Nesting mode is controlled with the KMP_NESTING_MODE environment variable as follows:
- KMP_NESTING_MODE = 0: nesting mode is off (default); max-active-levels-var is set to 1 (the default -- nesting is off, nested parallel regions are serialized).
- KMP_NESTING_MODE = 1: nesting mode is on, and a number of threads will be assigned for each level discovered in the machine topology; max-active-levels-var is set to the number of levels discovered.

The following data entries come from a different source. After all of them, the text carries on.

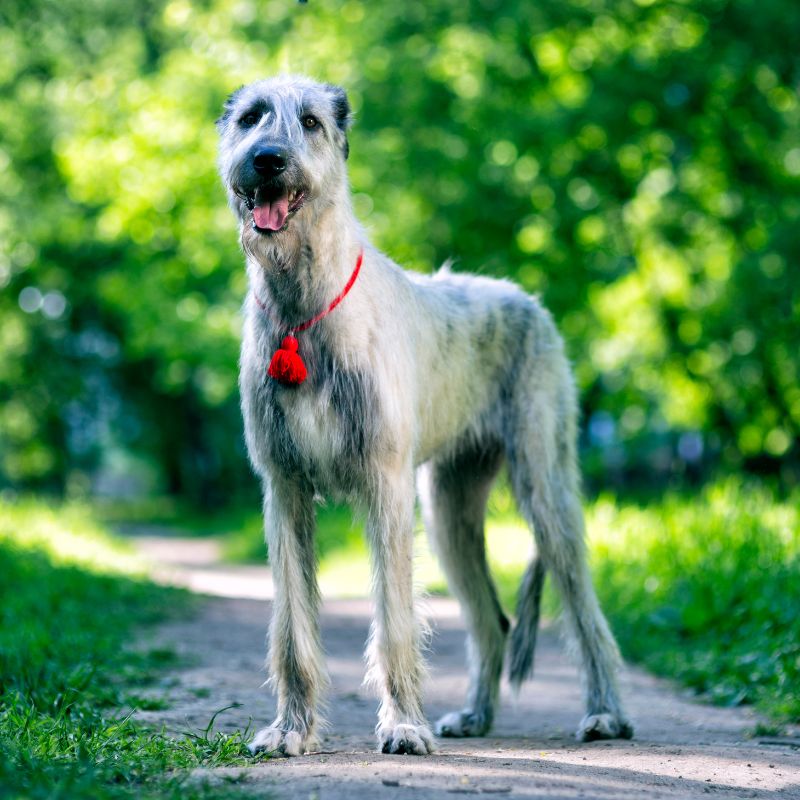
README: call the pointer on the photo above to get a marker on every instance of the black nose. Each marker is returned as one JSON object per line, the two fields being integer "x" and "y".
{"x": 269, "y": 161}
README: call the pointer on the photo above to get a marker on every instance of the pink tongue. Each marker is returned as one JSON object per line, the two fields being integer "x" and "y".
{"x": 272, "y": 216}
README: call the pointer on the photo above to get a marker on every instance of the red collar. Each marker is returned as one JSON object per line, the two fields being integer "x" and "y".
{"x": 287, "y": 366}
{"x": 324, "y": 313}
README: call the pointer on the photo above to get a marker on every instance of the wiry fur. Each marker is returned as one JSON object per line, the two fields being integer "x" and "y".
{"x": 451, "y": 373}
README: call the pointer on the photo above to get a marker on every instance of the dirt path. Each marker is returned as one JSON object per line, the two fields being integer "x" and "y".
{"x": 682, "y": 748}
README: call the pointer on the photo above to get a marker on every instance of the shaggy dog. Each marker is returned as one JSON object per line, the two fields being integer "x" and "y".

If the user sets OMP_NUM_THREADS or OMP_MAX_ACTIVE_LEVELS, they will override KMP_NESTING_MODE settings for the associated environment variables. The detected topology may be limited by an affinity mask setting on the initial thread, or if the user sets KMP_HW_SUBSET. See also: KMP_HOT_TEAMS_MAX_LEVEL for controlling use of hot teams for nested parallel regions. Note that this feature only sets numbers of threads used at nesting levels. The user should make use of OMP_PLACES and OMP_PROC_BIND or KMP_AFFINITY for affinitizing those threads, if desired.
Could you please add a note about what KMP_NESTING_MODE > 1 means in the top where you described KMP_NESTING_MODE 0 and 1?